【おはよう短編小説】消費している側だと思っていたけど「消費される側」だった私

ロケットニュース24 / 2012年3月13日 7時0分

私は加納いずみ(25歳)。布団に入るといつもこんなことを考えています。人は消費をして生きていると思うのです。「自分が他のものを消費する」のは当然としてありますが、逆の考えとして「自分が消費されている」と意識している人は少ないものです。でも自分が他のものを消費しているわけですから、自分が消費される対象になるのは当然のことです。

まず会社です。会社員でもアルバイトでも、自分の貴重な時間と労力(エネルギー)を会社に与えているのです。与える行為は、自分を消費させている行為になります。
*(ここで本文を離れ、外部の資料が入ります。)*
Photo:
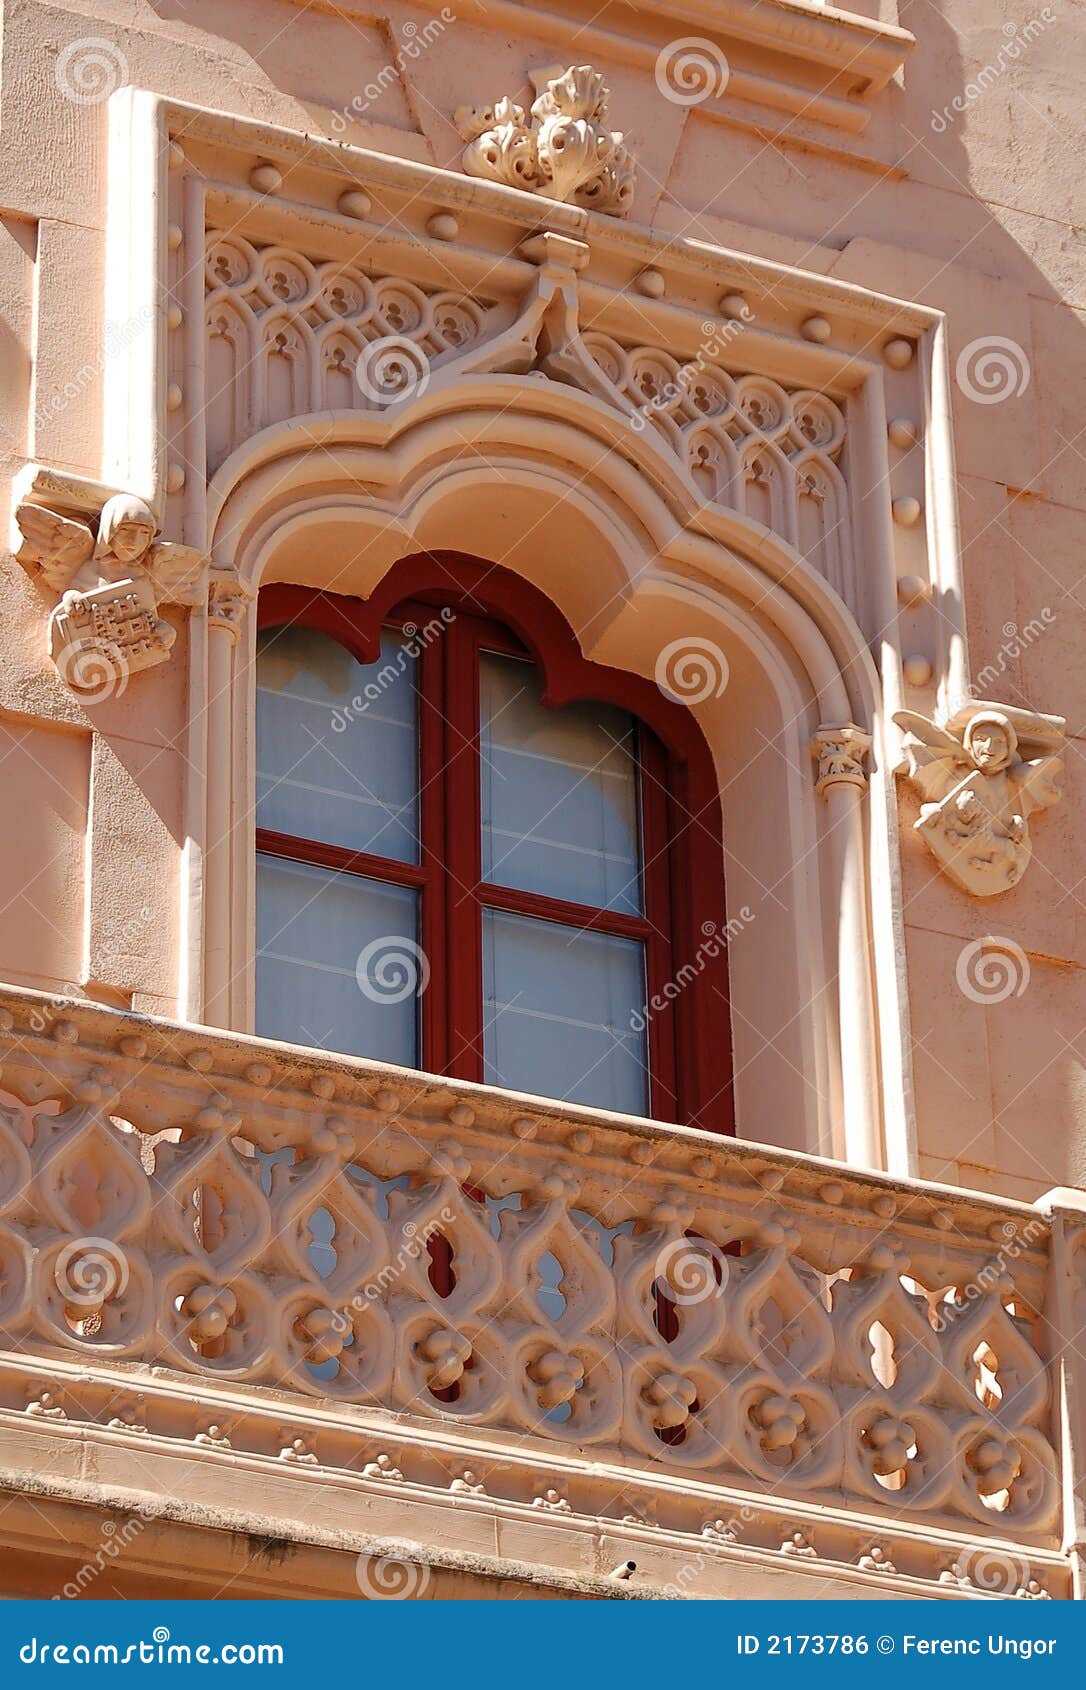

その対価として現金(日本銀行券)を得ます。

日本銀行券をもらっているのですから、完全なる消費だと思わない人もいるでしょう。ですがよく考えてみてください。私が思うに、自分が会社に与えた時間と労力の対価として支払われる日本銀行券の金額は、対価ではあっても等価ではないのです。少ないのです。

私の貴重な時間と労力は、もっと価値のあるものなのです。ですから、時間と労力を消費して日本銀行券を得る際に、大きなロスが発生するんです。そのロスは会社側には発生しません。会社は会社員やアルバイトを使って対価として支払った日本銀行券以上の利益を得ているはずだからです(赤字でなければ)。

時間と労力を消費して日本銀行券を受け取る際、あらゆるものを消費して会社に貢献した自分にだけ一方的にロスが発生するのです。このようなことを言うと知人は「お金は少なくても経験を得られるじゃないの。損しているわけじゃないよ」と言ってきます。しかしそれは間違いです。

経験なんてものは行動をすれば必然的についてくるものであり、対価として「経験」を受け取ったと考えるのはおかしなことなのです。寝ていても、笑っていても、泣いていても、お風呂に入っていても、ぼーっとしていても、すべてが経験なのです。それを自分を消費して得られる「価値のあるもの」という考え方はやめてほしいです。

人間は、消費しているようで消費されているのです。恋愛も、性の対象として異性から肉体を消費されているのです。むさぼるように肉体を求められたとき、「幸せ」と感じているかもしれませんが、それは幻想です。相手は「あなた」というより「あなたの性」を消費しているのです。つまり食っているのです。

残念ながら、自分の性を消費した対価として得られるものは「仕事で得られた日本銀行券」よりもロスが大きなものとなります。ロス率がとても高いのです。そこに「希望」と「幻想」と「欲求」という概念が発生し、エネルギ―を消費してストレスがたまっていくからです。冬に布団に入ると、布団が冷たいですよね。でも布団に猫が入っていたとします。猫の体温で布団が温められて、自分が布団に入ったとき温かさを得られます。

それは、猫が自分の体温を消費して冷たさを吸収し、温かさを布団に与えたのです。その布団の温かさをあなたが得るのです。つまり猫の体温を消費してあなたが温かさを得たことになります。わずかながら、猫は冷たさを吸収したことにより数秒ほど寿命が縮んだのではないでしょうか? あなたは猫の生命を消費して温かさを得たのです。

私が何を言いたいのかわからない? 私も何を言っているのかわかりません。でも私は、布団に入っていつもそんなことを考えているのです。